Wenn in der Zeitung einmal mehr von «Familiendrama» die Rede ist, hat das auch mit der Rolle der Geschlechter und mit der Verteilung der Macht in Politik, Wirtschaft und Gesellschaft zu tun. Um der häuslichen Gewalt langfristig entgegenzuwirken, muss deshalb auch die Frage der Machtverteilung gestellt werden.

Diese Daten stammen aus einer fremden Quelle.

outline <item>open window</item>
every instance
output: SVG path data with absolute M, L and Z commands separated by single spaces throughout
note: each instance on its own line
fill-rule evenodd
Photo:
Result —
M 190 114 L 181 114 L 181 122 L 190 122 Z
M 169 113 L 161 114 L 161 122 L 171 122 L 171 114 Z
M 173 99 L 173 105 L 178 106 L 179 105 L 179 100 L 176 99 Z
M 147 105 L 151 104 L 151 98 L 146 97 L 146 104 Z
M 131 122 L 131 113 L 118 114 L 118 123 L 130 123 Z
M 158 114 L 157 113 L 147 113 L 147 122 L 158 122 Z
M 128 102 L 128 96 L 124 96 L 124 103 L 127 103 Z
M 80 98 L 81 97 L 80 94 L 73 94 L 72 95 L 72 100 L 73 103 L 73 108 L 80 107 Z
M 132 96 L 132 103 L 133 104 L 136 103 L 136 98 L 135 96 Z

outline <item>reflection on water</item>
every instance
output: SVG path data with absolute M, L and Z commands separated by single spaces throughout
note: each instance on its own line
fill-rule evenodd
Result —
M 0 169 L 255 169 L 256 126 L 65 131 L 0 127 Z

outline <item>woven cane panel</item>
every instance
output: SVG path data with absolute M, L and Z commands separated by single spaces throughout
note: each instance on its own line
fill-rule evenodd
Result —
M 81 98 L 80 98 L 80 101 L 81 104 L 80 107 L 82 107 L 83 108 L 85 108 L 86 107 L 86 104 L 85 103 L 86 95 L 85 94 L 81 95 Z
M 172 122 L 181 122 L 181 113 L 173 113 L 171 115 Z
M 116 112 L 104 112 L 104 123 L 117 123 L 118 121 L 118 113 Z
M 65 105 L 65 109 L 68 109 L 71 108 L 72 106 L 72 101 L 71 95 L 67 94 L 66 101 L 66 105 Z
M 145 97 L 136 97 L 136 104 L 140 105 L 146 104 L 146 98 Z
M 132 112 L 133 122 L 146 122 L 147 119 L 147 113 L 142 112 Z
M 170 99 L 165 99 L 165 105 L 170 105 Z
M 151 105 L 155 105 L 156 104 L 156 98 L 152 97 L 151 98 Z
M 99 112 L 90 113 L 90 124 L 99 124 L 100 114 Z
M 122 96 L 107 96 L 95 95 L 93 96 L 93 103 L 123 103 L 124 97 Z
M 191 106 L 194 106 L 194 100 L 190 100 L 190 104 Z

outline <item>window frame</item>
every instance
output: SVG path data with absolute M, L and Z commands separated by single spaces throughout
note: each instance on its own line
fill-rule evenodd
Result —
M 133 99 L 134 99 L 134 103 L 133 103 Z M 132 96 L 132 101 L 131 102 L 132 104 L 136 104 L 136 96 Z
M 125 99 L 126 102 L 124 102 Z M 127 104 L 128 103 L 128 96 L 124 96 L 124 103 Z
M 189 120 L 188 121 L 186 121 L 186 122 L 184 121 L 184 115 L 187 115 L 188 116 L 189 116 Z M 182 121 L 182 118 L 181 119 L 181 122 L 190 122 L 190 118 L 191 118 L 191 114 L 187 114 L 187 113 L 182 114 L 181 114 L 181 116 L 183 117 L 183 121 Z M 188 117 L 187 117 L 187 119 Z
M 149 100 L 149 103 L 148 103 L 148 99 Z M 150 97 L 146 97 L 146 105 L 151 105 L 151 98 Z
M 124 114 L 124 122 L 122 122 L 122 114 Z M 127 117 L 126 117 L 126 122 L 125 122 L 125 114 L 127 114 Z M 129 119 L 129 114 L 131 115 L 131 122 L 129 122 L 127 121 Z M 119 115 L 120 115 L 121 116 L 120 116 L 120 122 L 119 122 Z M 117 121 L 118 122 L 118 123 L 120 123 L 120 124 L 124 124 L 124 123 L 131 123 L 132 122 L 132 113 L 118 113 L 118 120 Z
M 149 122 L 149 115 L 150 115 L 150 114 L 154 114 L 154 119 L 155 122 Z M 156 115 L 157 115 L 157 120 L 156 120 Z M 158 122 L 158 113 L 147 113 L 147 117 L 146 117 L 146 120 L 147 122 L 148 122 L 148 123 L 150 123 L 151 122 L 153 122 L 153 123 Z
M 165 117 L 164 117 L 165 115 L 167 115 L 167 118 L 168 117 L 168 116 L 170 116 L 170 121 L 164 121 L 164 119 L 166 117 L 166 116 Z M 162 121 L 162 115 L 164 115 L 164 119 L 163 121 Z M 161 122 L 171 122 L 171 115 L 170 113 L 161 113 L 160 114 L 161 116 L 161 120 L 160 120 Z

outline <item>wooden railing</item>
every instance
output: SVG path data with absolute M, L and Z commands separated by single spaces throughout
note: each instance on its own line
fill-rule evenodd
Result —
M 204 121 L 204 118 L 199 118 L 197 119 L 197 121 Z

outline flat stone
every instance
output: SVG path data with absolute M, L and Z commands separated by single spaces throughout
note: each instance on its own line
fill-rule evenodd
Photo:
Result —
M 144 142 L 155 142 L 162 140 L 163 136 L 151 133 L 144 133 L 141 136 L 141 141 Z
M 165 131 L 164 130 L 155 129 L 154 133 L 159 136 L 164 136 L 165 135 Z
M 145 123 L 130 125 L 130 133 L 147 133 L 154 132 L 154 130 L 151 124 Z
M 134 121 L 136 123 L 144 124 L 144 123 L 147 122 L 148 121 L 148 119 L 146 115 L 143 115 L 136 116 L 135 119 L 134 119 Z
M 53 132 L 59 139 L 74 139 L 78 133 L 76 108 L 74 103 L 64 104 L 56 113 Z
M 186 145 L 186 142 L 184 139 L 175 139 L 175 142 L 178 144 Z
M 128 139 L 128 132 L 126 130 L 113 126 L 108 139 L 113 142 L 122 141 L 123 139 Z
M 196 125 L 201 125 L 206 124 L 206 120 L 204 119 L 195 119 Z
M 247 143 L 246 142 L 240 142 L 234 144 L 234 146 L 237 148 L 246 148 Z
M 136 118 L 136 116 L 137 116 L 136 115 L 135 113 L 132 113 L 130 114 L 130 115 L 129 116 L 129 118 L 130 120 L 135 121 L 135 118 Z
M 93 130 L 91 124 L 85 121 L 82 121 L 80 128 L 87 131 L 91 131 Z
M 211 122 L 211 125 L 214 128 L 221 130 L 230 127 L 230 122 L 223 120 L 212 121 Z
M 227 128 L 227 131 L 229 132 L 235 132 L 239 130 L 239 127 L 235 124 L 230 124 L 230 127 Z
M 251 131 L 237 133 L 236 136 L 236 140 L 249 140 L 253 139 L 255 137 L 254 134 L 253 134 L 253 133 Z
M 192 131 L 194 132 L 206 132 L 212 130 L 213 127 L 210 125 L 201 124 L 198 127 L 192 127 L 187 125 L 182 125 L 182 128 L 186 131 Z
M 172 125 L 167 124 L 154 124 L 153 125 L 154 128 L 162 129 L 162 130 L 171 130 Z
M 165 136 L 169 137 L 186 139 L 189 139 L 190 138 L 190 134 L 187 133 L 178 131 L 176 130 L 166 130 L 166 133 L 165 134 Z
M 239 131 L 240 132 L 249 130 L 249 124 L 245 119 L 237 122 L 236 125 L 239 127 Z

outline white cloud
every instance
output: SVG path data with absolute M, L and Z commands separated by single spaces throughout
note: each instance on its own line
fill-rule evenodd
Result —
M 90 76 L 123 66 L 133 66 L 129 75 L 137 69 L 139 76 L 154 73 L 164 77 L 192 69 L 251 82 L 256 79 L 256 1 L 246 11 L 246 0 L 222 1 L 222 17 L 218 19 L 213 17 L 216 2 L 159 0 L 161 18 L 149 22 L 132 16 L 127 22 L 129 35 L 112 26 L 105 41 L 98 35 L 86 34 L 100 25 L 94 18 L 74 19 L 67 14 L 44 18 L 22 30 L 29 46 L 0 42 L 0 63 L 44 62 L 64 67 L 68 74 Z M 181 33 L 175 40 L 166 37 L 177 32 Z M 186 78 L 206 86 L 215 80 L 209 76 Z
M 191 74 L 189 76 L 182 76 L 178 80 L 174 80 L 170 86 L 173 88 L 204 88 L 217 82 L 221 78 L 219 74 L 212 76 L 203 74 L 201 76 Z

So traurig es ist, dass dieser Anlass zum Thema «Stoppt Gewalt gegen Frauen» nötig ist, ich danke Amnesty für das Lancieren der Kampagne und ich danke allen für das Kommen, für das Mitdiskutieren. Für einmal hatten die Ostschweizer Kantone St.Gallen und Appenzell Ausserrhoden Pionierfunktion, und zwar in der Bekämpfung von Gewalt gegen Frauen. Andere Kantone sind diesen Beispielen gefolgt. Regierungsrätin Heidi Hanselmann wird mehr darüber berichten.

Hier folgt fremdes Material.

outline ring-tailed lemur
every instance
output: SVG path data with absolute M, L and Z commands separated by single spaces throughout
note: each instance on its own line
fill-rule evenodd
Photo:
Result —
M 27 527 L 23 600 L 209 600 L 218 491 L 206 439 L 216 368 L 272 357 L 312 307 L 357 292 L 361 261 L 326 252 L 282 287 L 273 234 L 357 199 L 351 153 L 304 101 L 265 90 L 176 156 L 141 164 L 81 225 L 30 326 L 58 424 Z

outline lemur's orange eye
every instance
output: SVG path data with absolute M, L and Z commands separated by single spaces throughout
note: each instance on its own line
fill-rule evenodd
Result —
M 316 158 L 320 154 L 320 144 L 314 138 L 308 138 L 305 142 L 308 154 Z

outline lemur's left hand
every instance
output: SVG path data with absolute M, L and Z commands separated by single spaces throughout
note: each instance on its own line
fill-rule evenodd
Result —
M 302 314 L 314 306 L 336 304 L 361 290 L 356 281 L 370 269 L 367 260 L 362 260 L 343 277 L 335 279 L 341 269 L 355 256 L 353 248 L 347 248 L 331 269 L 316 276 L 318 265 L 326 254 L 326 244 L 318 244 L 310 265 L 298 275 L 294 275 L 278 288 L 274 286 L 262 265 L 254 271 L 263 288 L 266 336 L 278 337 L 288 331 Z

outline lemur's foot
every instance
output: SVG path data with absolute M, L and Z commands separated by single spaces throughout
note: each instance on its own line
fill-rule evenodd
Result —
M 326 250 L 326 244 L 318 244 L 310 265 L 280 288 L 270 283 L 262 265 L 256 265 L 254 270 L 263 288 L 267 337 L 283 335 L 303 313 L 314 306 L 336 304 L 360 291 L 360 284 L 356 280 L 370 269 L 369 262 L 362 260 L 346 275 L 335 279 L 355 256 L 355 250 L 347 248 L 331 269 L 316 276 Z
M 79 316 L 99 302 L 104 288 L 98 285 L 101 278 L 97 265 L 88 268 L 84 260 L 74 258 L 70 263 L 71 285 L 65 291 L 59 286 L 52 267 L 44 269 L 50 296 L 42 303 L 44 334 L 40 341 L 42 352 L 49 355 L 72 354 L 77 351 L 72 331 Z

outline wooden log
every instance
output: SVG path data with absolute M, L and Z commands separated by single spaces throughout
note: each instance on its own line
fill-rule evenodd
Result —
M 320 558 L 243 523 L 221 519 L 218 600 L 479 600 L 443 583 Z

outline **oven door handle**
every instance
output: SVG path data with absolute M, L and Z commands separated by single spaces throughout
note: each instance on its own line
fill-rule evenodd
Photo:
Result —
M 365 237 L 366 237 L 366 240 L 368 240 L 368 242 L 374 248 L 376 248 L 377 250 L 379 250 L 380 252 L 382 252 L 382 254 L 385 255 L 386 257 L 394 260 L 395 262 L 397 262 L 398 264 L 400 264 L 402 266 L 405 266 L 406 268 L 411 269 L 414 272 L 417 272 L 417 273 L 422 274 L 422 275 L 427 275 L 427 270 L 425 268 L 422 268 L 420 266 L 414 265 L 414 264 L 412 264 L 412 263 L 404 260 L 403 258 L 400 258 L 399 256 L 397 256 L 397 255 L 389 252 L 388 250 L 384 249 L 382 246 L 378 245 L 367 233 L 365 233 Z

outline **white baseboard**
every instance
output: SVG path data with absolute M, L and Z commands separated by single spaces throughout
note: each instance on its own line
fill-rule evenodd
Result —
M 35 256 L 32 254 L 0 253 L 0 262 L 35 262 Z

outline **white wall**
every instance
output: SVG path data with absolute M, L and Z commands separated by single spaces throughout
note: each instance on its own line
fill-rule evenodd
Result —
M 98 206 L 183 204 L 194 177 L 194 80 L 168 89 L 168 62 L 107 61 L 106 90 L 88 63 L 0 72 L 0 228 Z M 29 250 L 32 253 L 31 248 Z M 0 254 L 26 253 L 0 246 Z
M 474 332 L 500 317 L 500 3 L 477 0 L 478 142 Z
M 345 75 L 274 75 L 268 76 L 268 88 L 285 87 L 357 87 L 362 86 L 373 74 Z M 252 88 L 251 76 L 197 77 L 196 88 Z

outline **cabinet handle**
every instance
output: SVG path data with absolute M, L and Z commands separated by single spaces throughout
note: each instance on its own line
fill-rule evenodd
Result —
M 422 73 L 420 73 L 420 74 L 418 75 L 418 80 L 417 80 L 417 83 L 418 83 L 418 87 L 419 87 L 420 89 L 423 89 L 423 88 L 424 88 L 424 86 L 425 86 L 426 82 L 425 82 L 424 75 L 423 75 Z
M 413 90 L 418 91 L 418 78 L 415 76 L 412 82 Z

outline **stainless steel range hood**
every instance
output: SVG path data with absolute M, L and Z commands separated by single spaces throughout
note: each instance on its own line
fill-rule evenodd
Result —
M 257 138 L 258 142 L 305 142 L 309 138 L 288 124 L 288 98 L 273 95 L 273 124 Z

Doch ein gutes Gesetz in den Kantonen und auf Bundesebene reicht nicht. Was es braucht, ist zum einen Aufklärung über diese Art von Gewalt. Es braucht immer wieder Menschen, die sich klar dagegen wehren, dass häusliche Gewalt als Privatsache oder als Kavaliersdelikt abgetan wird. Und es braucht einen konsequenten Vollzug der bestehenden Gesetze. Schliesslich müssen wir uns fragen, was das für eine Gesellschaft ist, die dermassen weit verbreitete häusliche Gewalt zulässt. Und wie es kommt, dass kaum Geld für die Opfer dieser Gewalt bewilligt wird. Ein Zufall ist es jedenfalls nicht. Diese Gesichtspunkte sollen der Rahmen meines Referats bilden.

Häusliche Gewalt ist eine Realität, die lange totgeschwiegen wurde. Noch immer ist häusliche Gewalt mit vielen Vorurteilen verbunden und wird zum Teil noch heute als private Angelegenheit betrachtet. Doch ein Blick in die Zeitung genügt, um zu wissen, dass sie alles andere als Privatsache ist. Weltweit wird jede dritte Frau in ihrem Leben mit einer Form der Gewalt konfrontiert, weil sie eine Frau ist, und weil Männer damit ihre Herrschaftssysteme aufrechterhalten wollen. In der Schweiz sind die Zahlen ebenfalls erschreckend hoch. Jede fünfte Frau in unserem Land erlebt physische oder sexuelle Gewalt durch ihren Partner. Wir sind heute versammelt, um gemeinsam und laut zu sagen: Gewalt gegen Frauen ist ein Skandal. Diesem Menschenrechtsskandal will Amnesty International jetzt ein Ende setzen, gemeinsam mit Frauenbewegungen auf der ganzen Welt, die seit Jahren gegen diese Gewalt kämpfen.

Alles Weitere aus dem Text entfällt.